Hadn’t seen the warning, sorry.

LittleBird, if you want some alternate nicknames for Teresa, I can offer Maite (which means Beloved in Basque), Tere and Terete :slight_smile: I didn’t get to inherit my mother’s name because, since she happened to share it with her mother- and sister-in-law, she figured Maite IV was a mite too confusing for family meetings.

Buffy sat in the tree the one year, but that’s all she did – sit there. (Thank god she hasn’t tried that again – she’d bring the whole thing down!)

Luci and Annie, however, seem to think it’s one of those cat jungle gyms. And Annie’s almost fully grown, so the whole thing shakes and I wouldn’t be surprised if she knocks it sideways.

I would be completely down with any of those nicknames–my husband calls me Resa for instance. If someone who knows me says “Hey, I’m gonna call you X from now on” I am totally into it and probably will give them a nickname.

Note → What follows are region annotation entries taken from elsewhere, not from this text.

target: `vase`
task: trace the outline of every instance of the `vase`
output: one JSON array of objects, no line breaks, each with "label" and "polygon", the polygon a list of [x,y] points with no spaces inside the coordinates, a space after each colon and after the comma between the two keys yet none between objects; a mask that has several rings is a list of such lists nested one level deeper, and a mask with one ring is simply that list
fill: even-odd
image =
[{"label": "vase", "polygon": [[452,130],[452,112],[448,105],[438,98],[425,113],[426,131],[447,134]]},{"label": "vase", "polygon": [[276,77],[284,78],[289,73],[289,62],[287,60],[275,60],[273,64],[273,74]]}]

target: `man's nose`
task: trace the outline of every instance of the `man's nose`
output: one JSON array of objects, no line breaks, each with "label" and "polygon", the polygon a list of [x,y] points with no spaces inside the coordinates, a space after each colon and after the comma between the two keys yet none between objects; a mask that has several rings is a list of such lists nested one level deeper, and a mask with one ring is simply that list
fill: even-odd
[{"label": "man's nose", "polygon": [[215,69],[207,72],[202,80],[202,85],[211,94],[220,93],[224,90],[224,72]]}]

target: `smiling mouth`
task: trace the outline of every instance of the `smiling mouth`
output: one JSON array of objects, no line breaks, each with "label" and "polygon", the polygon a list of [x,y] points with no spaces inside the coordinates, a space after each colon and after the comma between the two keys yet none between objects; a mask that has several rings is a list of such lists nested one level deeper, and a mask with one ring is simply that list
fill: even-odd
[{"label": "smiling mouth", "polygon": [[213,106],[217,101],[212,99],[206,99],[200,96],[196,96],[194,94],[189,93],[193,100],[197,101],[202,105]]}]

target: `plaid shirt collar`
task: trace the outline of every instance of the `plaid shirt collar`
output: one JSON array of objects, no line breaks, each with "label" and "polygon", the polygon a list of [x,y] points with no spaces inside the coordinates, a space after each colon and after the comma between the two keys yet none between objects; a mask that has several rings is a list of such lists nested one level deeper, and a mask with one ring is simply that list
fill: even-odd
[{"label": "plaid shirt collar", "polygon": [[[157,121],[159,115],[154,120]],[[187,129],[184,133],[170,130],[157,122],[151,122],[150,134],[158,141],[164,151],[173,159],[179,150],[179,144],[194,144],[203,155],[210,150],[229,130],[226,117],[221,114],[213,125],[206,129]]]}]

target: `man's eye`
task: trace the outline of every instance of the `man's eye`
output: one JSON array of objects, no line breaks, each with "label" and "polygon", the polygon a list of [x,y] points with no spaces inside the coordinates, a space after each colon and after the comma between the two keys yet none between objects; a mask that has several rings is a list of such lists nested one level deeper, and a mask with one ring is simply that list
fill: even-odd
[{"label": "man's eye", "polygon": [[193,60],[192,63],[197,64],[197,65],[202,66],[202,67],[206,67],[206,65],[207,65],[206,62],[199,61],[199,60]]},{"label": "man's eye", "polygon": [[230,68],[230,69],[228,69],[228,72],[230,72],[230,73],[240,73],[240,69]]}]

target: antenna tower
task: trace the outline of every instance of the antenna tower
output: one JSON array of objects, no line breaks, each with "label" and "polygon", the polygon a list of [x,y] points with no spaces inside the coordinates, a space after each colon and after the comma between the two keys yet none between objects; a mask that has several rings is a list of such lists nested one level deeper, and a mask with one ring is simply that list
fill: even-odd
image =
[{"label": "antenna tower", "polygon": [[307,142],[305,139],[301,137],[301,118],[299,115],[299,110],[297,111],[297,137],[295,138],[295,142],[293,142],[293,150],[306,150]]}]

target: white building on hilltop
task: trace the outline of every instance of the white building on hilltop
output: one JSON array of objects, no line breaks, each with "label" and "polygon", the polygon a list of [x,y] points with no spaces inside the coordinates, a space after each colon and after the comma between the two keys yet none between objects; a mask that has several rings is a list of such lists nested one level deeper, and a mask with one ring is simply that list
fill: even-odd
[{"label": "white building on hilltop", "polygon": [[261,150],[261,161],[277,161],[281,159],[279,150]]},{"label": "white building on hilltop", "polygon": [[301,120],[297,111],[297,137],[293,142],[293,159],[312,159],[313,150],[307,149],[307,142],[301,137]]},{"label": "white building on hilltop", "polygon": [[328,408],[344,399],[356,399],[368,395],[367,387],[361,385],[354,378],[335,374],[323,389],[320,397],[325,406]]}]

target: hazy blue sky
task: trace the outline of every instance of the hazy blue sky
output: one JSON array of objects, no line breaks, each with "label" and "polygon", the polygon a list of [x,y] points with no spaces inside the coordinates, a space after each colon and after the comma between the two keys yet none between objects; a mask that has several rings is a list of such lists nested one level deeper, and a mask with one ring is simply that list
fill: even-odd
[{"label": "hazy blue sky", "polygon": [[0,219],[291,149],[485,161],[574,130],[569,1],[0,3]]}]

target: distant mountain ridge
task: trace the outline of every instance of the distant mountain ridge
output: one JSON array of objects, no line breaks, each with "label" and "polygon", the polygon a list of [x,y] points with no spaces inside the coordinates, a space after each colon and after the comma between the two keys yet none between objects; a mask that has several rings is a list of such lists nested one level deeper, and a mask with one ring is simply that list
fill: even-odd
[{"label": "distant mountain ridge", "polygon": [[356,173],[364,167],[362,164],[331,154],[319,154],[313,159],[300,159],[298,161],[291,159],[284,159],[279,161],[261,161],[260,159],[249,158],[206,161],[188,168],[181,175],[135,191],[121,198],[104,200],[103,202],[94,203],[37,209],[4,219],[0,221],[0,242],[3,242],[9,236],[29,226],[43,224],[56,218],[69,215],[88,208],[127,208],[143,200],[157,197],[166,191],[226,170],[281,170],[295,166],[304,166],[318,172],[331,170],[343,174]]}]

My issue is upon first introduction where I say “Hello, I’m Teresa” some dicks take it upon themselves to say “Hi Terri!” Then I have a millisecond to think: Do I correct them or do I let is slide? If I correct them I will probably sound like an uptight bitch, and usually people who do this are new clients and I want to be on their good side. If I let it slide, them I have to be called Terri forever.